Pseudo-Christianity declares that we choose our own cross, but to be a disciple of Christ entails we trustingly leave the choosing to Him. Before any cross, by Divine choice, be picked up and carried, self must first be laid down: “If anyone would come after Me, let him deny himself…” Our trials and suffering will come in the most unlikely ways and often times through others we would least expect. Trials are not mock exams; they are real to test the genuineness of our profession. Truths that are not tasted through fire lay like unread books in the library of our minds and we know when the refining proves fruitful by truths gained through the flames; we may have read them a hundred times, but now they speak life.
Through the cross (the very disciplines we are inclined to dread) comes life unimaginable. “The way to spiritual prosperity”, says Arthur Neil “is through serious adversity.” In the world, death means loss, but in God’s economy it is the other way round – “He who loses his life, for My sake, will find it” – and that not only pertains to the body per se. A preacher once said that, “It is harder to live for Christ than to die for Him.” Self-denial is a life-long commitment; martyrdom, brutal and ferocious as it may be, last minutes or hours instead of years. The purpose of the cross is to consume our dross and to refine our faith that out-costs the world’s gold. It is not merely for ourselves, but that through us others are too brought to glory.
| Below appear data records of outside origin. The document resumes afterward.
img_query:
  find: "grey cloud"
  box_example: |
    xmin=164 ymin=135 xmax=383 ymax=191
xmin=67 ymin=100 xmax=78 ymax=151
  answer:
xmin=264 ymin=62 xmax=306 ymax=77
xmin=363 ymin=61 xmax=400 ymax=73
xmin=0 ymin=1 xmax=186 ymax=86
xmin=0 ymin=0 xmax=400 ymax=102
It is not a question of whether we are God’s vessel, but are we His servant for Him to pour His life through us, or we demanding how others ought to treat us? Many of us stop at “Treat others as you would be treated” but Christ calls us to carry on treating others well when we are repeatedly denied kind treatment in return. Denying self is not merely forsaking the obvious – vanity, pride, lust and rage; it is not insisting on what is humanly rightful to me – “Love does not insist on its own way; it is not irritable or resentful” (1 Corinthians 13). Denying self is a determination for God to have His way in me. It is an utter impossibility for those without faith to manifest the fruits of the Spirit, but it is certainly the responsibility of every Christian to unconditionally manifest such attributes before the world.
“For God so loved the world…” and as Christ walked so are we to. Of course the world does not deserve mercy, but neither do we; the vilest criminal does not deserve forgiveness and neither do we, for we were all criminals in God’s eyes; we were all enemies of God. The chief of sinners became the greatest of apostles and many of the greatest sinners shall be some of the greatest saints. It is all the grace of God and we can never begin to understand that until we discover how much we have been forgiven and where we were by nature condemned to eternal imprisonment, we have instead been declared free through the Son of God. Who then are we to withhold such love from others what was not rightly ours to receive in the first place?